THE AGREEMENT AT the World Trade Organisation to make patented medicines available at affordable prices to the developing countries comes with so many conditions that it will be surprising if it does lead to drugs needed to tackle public health crises becoming available at low prices. It has taken almost two years to tie up the loose ends in one area of the 2001 Declaration on TRIPS and Public Health. The 2001 Declaration itself did not re-write the 1994 TRIPS agreement. It merely clarified that countries, when faced with a public health crisis, have the right to issue compulsory licences that would enable production of generic and low-cost variants of drugs under patent. Yet the leading pharmaceutical companies of the world have lobbied their Governments since 2001 to narrow down this interpretation of the TRIPS agreement. The concern of the global giants, which has been articulated most forcefully at the WTO by the U.S., has consistently been how to contain the production of generic drugs. To a large extent, the final WTO agreement meets this concern.

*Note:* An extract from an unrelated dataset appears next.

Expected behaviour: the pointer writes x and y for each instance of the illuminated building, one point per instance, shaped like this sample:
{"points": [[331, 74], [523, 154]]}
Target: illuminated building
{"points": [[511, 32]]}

There are two main aspects to the 2001 Declaration. One is the right of countries to use compulsory licences to produce generic drugs so that the prices of medicines patented after January 1995 can be brought down. This provision was never under dispute although the U.S. did try to limit the scope of the Declaration to medicines needed to treat AIDS, malaria and tuberculosis. India can, after January 2005 when all the provisions of TRIPS come into force, cite the Declaration and issue compulsory licences for domestic production of generic variants of patented drugs. The real value of this aspect of the Declaration will be known when India or any country with a well-developed pharmaceutical industry uses the WTO agreement for this purpose. The second main aspect of the Declaration relates to the right of poor countries without a domestic drug industry to import generic variants of drugs under patent; operationalising this has turned out to be extremely difficult. The agreement reached at the WTO last week does make it possible for poor countries to arrange for imports. Where the WTO pact lets these countries down is in the conditionality imposed on such imports. First, the importing country has to inform the WTO why it needs to buy the drug from another country. This opens the door to disputes at the WTO, which will be expensive and time-consuming. Secondly, the generic drugs should have sizes, shapes and packaging that make them distinct from patented medicines. This will add to the cost of production of generic manufacturers who work on the principle of low unit mark-ups. The higher cost could make the generic companies reluctant to take up contracts from poor countries. The aim of both provisions is to prevent diversion of generic drugs, manufactured most profitably by the companies in India and Brazil, to third country markets where the patents are valid. What the two provisions will ultimately achieve is to make it difficult for Governments in poor countries to obtain the medicines they need at the lowest possible prices. The real motive of the 1994 TRIPS agreement's provisions on drug patents was to choke the development of the vibrant generic industries of India and Brazil. The 2001 Declaration, if implemented in letter and spirit, would have relaxed the TRIPS-driven controls on these industries. In a sense, the new WTO agreement turns the clock back to 1994.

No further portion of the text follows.